O crime ocorreu na Alameda dos Guainumbis, no bairro Planalto Paulista, no dia 2 de fevereiro. A vítima, identificada como Sheila, de 35 anos, foi encontrada caída na rua com um ferimento no tórax provocado por disparo de arma de fogo. A morte foi constatada no local.
De acordo com o boletim de ocorrência, a Polícia Militar foi acionada por volta das 4h50 após moradores relatarem disparos. Uma testemunha afirmou ter ouvido três tiros em um intervalo de poucos segundos. Inicialmente, o caso foi registrado como homicídio de autoria desconhecida.
Horas após o crime, Paulino se apresentou espontaneamente aos seus superiores. Em depoimento, ele alegou ter sido vítima de uma tentativa de assalto. No entanto, segundo os registros, o investigador não acionou a PM e nem comunicou o ocorrido às autoridades no momento dos fatos. Ele também teria deixado o local dirigindo uma viatura descaracterizada da Polícia Civil.

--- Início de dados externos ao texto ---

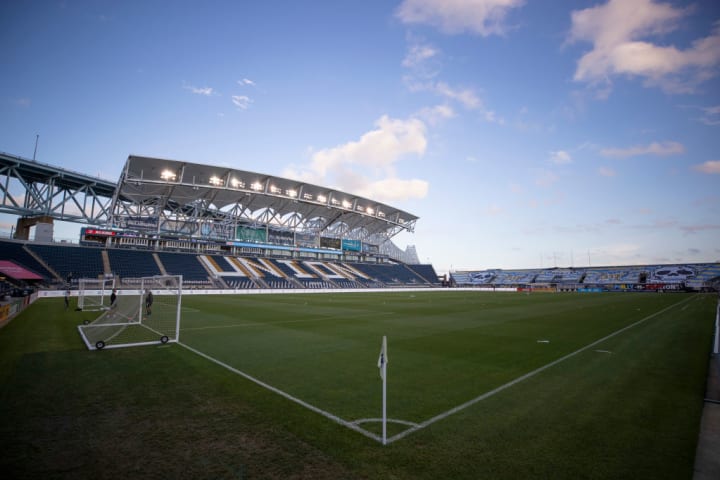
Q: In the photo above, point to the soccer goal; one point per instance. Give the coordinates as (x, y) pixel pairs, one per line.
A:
(94, 293)
(146, 316)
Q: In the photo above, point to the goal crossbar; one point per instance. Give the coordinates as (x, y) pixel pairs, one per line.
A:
(149, 315)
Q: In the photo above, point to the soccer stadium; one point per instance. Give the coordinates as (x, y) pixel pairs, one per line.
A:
(218, 323)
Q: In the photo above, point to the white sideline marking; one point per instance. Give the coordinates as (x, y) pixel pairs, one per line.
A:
(315, 409)
(525, 377)
(260, 324)
(388, 420)
(414, 427)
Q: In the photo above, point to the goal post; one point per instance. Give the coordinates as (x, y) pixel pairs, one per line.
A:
(94, 293)
(149, 315)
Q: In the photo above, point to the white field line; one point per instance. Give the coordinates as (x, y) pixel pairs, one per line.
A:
(315, 409)
(281, 322)
(415, 426)
(526, 376)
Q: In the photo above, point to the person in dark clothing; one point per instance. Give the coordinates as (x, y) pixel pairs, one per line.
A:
(148, 302)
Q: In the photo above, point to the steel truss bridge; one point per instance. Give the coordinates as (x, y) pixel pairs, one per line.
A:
(158, 196)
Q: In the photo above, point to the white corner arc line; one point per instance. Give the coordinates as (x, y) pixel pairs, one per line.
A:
(519, 379)
(389, 420)
(315, 409)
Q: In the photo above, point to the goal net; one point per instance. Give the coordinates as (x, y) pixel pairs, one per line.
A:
(94, 293)
(148, 316)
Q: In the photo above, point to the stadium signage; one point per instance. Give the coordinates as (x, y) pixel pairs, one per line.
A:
(95, 231)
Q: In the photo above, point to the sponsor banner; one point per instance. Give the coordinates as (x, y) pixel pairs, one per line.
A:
(351, 245)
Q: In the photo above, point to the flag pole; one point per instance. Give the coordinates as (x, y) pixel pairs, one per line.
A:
(382, 363)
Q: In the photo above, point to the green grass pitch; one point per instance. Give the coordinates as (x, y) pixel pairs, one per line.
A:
(480, 385)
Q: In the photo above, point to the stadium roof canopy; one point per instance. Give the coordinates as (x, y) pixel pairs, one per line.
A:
(174, 195)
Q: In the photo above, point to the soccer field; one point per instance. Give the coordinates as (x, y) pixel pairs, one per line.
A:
(445, 349)
(480, 385)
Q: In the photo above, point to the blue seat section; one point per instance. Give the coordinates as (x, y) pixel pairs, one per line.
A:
(187, 265)
(81, 262)
(132, 263)
(391, 274)
(610, 276)
(15, 252)
(240, 283)
(426, 272)
(514, 278)
(220, 262)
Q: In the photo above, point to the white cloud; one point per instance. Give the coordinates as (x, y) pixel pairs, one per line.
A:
(660, 149)
(205, 91)
(418, 55)
(241, 101)
(709, 167)
(434, 115)
(619, 30)
(482, 17)
(560, 157)
(366, 166)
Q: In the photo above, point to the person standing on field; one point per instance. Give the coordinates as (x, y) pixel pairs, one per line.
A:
(148, 302)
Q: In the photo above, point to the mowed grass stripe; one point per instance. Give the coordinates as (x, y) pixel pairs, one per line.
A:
(445, 349)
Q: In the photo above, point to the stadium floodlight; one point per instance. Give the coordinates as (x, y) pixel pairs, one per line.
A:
(94, 294)
(138, 318)
(168, 175)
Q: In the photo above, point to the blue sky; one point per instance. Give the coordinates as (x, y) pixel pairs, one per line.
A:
(522, 133)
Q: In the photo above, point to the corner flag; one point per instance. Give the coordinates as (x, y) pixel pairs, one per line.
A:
(382, 359)
(382, 365)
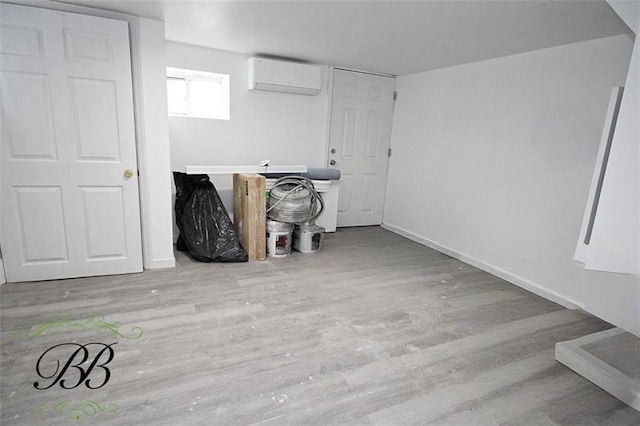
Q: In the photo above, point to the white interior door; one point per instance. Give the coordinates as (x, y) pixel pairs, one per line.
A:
(361, 114)
(69, 176)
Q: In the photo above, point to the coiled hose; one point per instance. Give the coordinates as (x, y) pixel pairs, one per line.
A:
(294, 199)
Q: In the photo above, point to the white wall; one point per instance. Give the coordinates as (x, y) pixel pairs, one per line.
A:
(287, 129)
(284, 128)
(492, 163)
(153, 143)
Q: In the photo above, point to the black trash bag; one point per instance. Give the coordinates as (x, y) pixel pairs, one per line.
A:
(206, 231)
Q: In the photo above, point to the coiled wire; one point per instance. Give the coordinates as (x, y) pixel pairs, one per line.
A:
(294, 199)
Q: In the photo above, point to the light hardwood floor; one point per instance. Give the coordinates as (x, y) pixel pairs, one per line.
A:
(374, 329)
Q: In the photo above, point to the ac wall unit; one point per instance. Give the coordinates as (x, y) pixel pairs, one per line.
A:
(283, 76)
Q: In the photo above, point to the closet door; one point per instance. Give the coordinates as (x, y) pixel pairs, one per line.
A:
(69, 183)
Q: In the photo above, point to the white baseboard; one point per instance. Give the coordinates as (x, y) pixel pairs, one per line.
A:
(524, 283)
(169, 262)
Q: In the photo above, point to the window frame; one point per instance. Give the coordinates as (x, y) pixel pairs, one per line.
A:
(189, 76)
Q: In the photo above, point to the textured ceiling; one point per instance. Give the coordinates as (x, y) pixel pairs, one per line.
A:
(394, 37)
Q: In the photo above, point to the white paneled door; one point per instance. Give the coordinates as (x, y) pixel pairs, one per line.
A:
(70, 203)
(361, 114)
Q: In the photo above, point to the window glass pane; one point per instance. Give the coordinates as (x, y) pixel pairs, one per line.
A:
(198, 94)
(177, 95)
(205, 98)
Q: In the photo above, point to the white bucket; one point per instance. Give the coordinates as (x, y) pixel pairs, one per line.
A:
(308, 238)
(279, 238)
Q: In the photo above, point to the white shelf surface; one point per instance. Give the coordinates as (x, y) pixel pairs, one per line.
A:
(229, 170)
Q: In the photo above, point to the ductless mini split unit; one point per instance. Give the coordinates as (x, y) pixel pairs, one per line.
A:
(284, 76)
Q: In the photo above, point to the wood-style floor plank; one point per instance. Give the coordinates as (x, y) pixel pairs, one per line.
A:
(372, 330)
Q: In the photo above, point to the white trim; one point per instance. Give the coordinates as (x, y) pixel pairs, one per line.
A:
(618, 383)
(3, 278)
(327, 124)
(524, 283)
(160, 263)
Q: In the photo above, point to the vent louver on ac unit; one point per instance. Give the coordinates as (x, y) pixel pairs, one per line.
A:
(283, 76)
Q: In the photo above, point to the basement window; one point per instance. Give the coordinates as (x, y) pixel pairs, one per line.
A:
(198, 94)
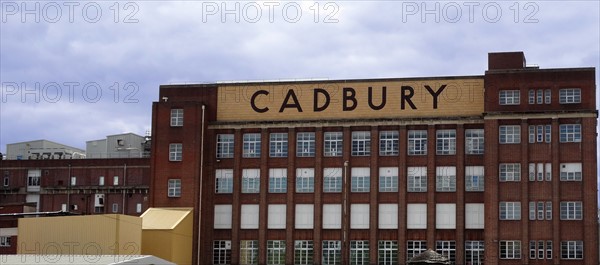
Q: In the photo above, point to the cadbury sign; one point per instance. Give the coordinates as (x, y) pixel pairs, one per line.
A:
(350, 100)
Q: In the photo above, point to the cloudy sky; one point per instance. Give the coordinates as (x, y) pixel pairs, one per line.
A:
(78, 71)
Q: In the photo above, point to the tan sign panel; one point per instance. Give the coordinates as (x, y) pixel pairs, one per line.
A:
(350, 100)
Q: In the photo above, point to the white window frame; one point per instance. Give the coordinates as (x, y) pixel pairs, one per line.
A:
(176, 117)
(474, 141)
(278, 144)
(225, 145)
(388, 143)
(175, 152)
(361, 143)
(570, 133)
(445, 142)
(252, 145)
(305, 180)
(333, 144)
(417, 142)
(224, 181)
(305, 144)
(251, 180)
(174, 188)
(569, 96)
(509, 134)
(509, 97)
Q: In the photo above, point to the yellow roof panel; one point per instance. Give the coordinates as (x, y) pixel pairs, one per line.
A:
(163, 218)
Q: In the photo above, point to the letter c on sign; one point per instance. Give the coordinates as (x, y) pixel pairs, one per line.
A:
(253, 99)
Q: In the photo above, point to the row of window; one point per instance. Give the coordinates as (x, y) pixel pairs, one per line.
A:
(511, 134)
(511, 249)
(331, 251)
(361, 143)
(540, 96)
(416, 216)
(569, 210)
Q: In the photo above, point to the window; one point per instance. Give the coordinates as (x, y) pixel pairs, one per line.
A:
(176, 117)
(387, 252)
(510, 172)
(332, 180)
(223, 216)
(305, 144)
(175, 152)
(540, 133)
(388, 143)
(305, 180)
(222, 252)
(474, 252)
(303, 252)
(361, 179)
(248, 251)
(445, 179)
(359, 216)
(304, 216)
(361, 143)
(540, 171)
(4, 241)
(570, 172)
(332, 216)
(224, 181)
(474, 141)
(569, 96)
(570, 133)
(510, 249)
(417, 179)
(276, 216)
(224, 145)
(388, 179)
(388, 216)
(417, 142)
(278, 145)
(251, 180)
(510, 134)
(333, 144)
(571, 211)
(571, 249)
(416, 216)
(446, 142)
(332, 252)
(278, 180)
(445, 216)
(446, 248)
(33, 179)
(510, 97)
(249, 216)
(174, 188)
(474, 216)
(359, 252)
(275, 252)
(510, 211)
(414, 248)
(251, 145)
(474, 178)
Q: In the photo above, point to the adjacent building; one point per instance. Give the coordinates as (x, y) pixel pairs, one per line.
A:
(499, 167)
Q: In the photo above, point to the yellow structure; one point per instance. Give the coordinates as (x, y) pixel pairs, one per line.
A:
(167, 234)
(109, 234)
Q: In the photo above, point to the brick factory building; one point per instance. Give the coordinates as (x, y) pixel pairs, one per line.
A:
(497, 168)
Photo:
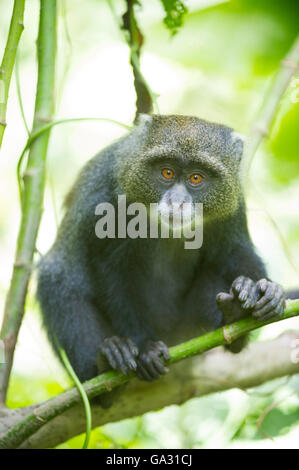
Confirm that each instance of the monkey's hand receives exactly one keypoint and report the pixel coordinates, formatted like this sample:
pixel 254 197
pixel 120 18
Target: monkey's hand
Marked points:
pixel 150 363
pixel 120 353
pixel 263 300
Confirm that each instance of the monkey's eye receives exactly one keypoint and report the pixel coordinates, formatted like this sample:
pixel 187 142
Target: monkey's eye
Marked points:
pixel 167 173
pixel 195 179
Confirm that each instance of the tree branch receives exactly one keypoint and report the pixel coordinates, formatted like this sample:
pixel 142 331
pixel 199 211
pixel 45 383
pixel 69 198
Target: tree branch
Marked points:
pixel 262 124
pixel 6 69
pixel 47 411
pixel 34 181
pixel 145 98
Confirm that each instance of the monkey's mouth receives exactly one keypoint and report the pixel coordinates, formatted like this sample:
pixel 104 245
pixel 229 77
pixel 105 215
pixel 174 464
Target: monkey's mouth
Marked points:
pixel 176 216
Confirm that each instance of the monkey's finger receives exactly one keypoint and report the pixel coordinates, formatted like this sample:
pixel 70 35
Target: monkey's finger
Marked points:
pixel 280 307
pixel 110 357
pixel 142 373
pixel 118 357
pixel 267 297
pixel 246 287
pixel 159 366
pixel 128 358
pixel 270 305
pixel 276 312
pixel 253 297
pixel 237 284
pixel 262 285
pixel 148 364
pixel 133 348
pixel 163 349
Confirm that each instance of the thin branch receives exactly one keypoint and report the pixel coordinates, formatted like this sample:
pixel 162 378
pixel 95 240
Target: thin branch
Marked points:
pixel 6 69
pixel 262 125
pixel 34 182
pixel 108 381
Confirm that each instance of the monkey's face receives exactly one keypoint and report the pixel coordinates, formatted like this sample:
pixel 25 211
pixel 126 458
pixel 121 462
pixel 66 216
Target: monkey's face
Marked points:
pixel 182 161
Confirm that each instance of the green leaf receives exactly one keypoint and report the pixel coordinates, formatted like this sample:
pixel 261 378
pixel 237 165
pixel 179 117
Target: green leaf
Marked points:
pixel 175 12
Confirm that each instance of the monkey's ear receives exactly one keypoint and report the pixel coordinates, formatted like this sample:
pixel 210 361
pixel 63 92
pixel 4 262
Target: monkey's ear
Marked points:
pixel 143 120
pixel 238 141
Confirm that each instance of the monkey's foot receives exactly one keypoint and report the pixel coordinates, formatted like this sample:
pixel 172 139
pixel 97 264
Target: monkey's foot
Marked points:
pixel 263 299
pixel 150 362
pixel 120 353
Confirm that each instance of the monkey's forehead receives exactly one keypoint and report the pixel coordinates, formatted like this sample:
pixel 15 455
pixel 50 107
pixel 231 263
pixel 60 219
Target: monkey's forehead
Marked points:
pixel 190 134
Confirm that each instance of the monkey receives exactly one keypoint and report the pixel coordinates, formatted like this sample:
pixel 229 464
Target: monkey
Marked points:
pixel 121 302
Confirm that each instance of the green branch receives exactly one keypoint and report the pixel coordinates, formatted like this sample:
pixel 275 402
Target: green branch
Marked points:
pixel 34 182
pixel 6 69
pixel 48 410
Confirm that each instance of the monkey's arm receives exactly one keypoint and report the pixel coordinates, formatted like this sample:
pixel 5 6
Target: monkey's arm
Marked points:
pixel 251 293
pixel 131 327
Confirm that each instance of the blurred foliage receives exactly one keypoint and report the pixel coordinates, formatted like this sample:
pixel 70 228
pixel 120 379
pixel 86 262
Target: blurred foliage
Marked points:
pixel 218 67
pixel 175 12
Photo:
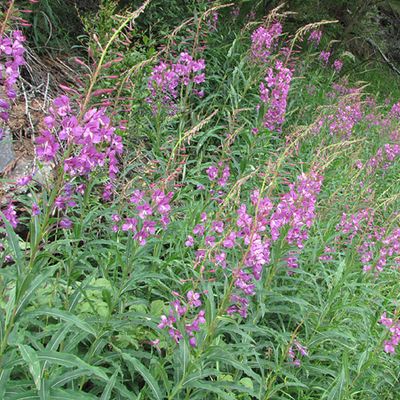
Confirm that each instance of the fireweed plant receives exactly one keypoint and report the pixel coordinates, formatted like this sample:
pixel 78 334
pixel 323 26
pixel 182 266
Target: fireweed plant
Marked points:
pixel 249 250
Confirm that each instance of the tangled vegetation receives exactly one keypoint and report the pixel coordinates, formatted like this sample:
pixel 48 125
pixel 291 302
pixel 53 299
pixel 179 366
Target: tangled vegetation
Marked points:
pixel 213 213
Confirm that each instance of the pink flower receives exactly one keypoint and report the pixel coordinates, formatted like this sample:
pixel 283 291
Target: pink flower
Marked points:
pixel 337 65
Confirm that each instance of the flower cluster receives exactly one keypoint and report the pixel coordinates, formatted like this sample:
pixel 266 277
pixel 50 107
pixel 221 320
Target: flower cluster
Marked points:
pixel 347 115
pixel 379 247
pixel 394 328
pixel 384 156
pixel 324 56
pixel 337 65
pixel 11 59
pixel 315 37
pixel 262 40
pixel 151 212
pixel 11 215
pixel 297 209
pixel 90 141
pixel 219 173
pixel 274 94
pixel 258 225
pixel 184 314
pixel 167 79
pixel 295 352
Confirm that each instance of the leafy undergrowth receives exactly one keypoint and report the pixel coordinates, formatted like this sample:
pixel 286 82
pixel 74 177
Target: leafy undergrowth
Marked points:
pixel 222 223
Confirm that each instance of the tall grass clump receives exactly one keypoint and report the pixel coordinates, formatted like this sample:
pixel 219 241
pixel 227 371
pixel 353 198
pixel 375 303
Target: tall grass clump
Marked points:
pixel 220 220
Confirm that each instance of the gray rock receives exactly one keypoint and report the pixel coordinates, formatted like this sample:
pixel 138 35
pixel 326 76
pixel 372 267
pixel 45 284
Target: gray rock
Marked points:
pixel 6 150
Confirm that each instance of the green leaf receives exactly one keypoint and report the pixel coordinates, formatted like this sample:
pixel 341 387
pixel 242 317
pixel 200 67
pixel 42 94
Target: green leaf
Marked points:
pixel 65 316
pixel 106 395
pixel 150 380
pixel 30 357
pixel 4 378
pixel 13 242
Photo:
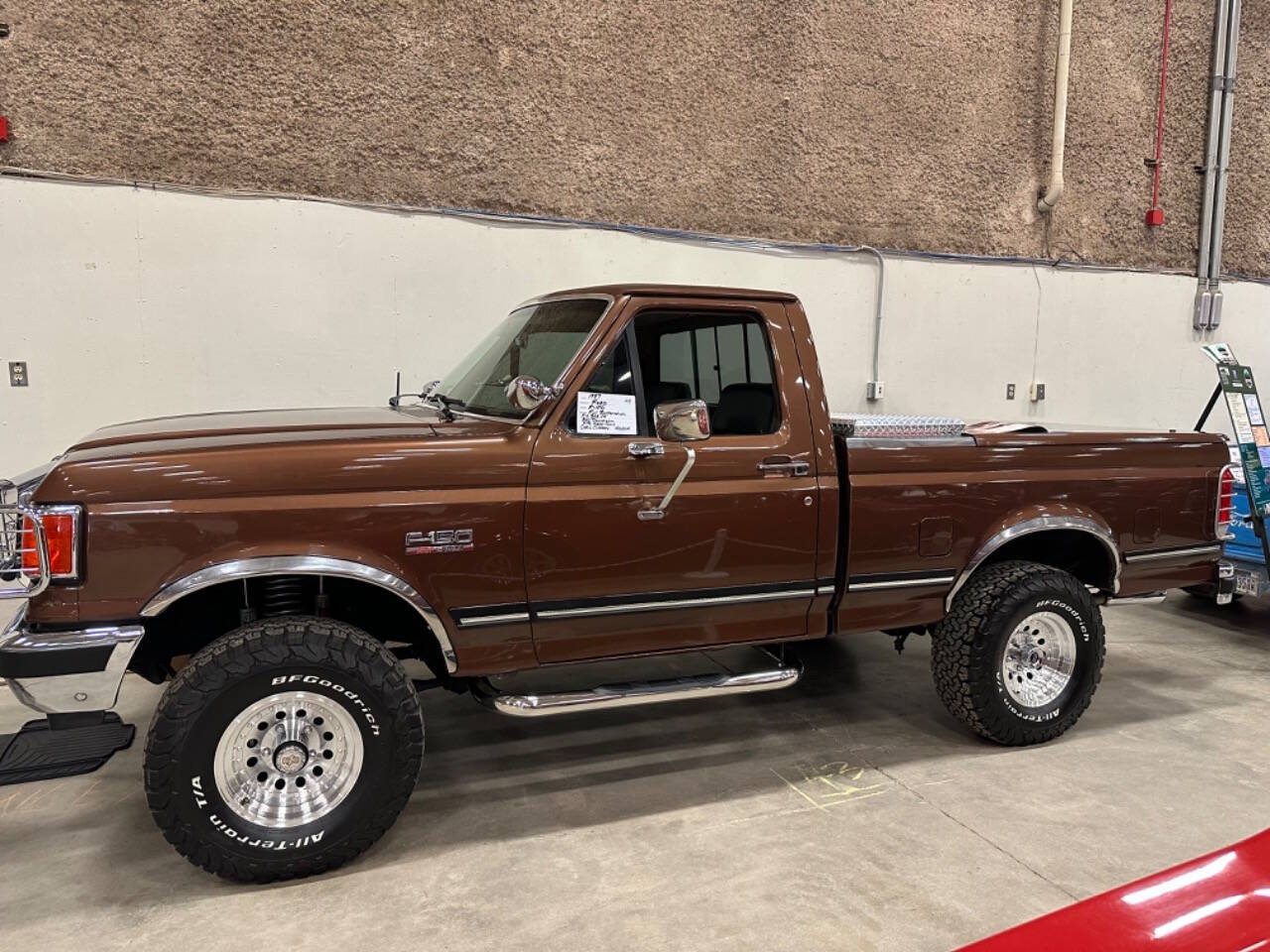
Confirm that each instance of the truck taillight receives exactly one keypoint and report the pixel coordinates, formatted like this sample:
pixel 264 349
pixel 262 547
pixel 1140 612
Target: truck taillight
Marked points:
pixel 62 542
pixel 1224 502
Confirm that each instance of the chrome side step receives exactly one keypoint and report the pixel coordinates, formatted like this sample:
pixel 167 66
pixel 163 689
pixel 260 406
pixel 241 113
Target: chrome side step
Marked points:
pixel 653 692
pixel 1151 598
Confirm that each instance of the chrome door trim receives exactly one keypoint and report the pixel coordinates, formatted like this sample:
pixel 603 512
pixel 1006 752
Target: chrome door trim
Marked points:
pixel 1210 548
pixel 926 580
pixel 239 569
pixel 1040 524
pixel 476 621
pixel 806 590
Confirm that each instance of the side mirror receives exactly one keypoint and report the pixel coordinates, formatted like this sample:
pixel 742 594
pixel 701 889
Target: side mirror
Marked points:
pixel 683 420
pixel 527 393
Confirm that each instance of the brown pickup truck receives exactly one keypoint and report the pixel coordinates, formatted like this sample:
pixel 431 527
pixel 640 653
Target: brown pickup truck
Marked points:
pixel 613 471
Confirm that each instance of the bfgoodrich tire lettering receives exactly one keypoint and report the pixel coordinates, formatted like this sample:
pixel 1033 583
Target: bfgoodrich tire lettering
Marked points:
pixel 969 645
pixel 282 657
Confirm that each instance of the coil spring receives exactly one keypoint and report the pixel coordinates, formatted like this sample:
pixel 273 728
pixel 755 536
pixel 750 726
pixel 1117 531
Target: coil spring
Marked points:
pixel 284 594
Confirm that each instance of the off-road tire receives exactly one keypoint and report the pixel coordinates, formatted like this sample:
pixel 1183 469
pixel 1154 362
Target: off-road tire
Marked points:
pixel 966 649
pixel 333 658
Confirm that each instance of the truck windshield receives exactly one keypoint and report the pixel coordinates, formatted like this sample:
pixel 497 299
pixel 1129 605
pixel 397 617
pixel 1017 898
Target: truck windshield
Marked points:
pixel 536 340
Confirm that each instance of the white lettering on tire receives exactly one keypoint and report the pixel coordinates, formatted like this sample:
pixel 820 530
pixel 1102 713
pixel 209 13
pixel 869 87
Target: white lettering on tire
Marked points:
pixel 338 688
pixel 246 839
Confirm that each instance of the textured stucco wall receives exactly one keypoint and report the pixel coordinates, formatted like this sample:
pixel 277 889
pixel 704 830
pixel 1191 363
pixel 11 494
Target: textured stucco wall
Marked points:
pixel 141 302
pixel 919 123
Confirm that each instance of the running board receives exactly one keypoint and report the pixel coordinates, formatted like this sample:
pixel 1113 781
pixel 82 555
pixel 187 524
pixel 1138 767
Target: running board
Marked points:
pixel 63 746
pixel 653 692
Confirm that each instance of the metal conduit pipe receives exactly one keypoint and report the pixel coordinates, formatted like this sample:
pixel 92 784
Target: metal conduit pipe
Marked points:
pixel 881 287
pixel 1216 159
pixel 1062 62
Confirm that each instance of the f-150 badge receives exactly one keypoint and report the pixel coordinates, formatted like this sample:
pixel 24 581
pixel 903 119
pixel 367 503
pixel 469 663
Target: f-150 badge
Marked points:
pixel 439 540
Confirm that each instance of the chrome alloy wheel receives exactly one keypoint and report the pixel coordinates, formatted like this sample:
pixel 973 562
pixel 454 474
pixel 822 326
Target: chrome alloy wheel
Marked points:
pixel 1039 658
pixel 289 760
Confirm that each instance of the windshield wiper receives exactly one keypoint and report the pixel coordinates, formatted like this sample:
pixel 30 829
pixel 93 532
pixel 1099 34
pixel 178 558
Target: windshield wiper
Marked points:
pixel 444 403
pixel 429 393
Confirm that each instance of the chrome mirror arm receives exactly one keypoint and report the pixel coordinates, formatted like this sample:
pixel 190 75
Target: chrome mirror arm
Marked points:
pixel 659 511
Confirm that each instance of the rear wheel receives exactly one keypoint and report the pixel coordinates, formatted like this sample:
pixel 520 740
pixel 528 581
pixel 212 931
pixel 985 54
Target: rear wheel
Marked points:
pixel 284 749
pixel 1020 655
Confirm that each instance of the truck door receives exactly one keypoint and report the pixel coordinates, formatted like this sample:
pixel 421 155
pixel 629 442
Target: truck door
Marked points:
pixel 731 558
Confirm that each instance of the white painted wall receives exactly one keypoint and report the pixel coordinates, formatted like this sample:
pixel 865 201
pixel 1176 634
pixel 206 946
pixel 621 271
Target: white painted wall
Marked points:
pixel 135 302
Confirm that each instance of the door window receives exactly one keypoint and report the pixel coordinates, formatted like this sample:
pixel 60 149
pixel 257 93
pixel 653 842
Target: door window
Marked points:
pixel 721 358
pixel 607 400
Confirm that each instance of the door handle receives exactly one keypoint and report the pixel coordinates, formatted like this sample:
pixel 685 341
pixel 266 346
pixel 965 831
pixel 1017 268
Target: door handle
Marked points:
pixel 784 466
pixel 643 451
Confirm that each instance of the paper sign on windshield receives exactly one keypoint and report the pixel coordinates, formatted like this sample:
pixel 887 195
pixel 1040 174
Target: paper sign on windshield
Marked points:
pixel 606 414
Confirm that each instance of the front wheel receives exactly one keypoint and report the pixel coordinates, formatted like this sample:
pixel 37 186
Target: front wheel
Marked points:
pixel 1020 655
pixel 284 749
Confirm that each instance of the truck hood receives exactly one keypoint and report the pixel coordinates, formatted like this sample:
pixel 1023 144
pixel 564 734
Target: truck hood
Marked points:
pixel 286 452
pixel 252 425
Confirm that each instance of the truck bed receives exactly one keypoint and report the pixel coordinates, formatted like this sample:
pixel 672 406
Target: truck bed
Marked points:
pixel 924 500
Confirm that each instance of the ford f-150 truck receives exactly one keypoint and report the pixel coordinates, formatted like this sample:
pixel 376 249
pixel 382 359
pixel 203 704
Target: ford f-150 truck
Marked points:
pixel 615 471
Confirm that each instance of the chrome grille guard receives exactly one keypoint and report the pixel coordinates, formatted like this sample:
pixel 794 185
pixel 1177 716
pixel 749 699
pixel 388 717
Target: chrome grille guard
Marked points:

Após se apresentar à Corregedoria, o investigador foi ouvido e, em seguida, encaminhado ao Departamento de Homicídios e de Proteção à Pessoa (DHPP), que assumiu a condução das investigações.
Em nota, a Polícia Civil de São Paulo informou que a Corregedoria Geral instaurou um processo administrativo disciplinar para apurar a conduta do investigador. O agente foi afastado das funções e, durante o andamento das investigações, permanecerá sem receber remuneração.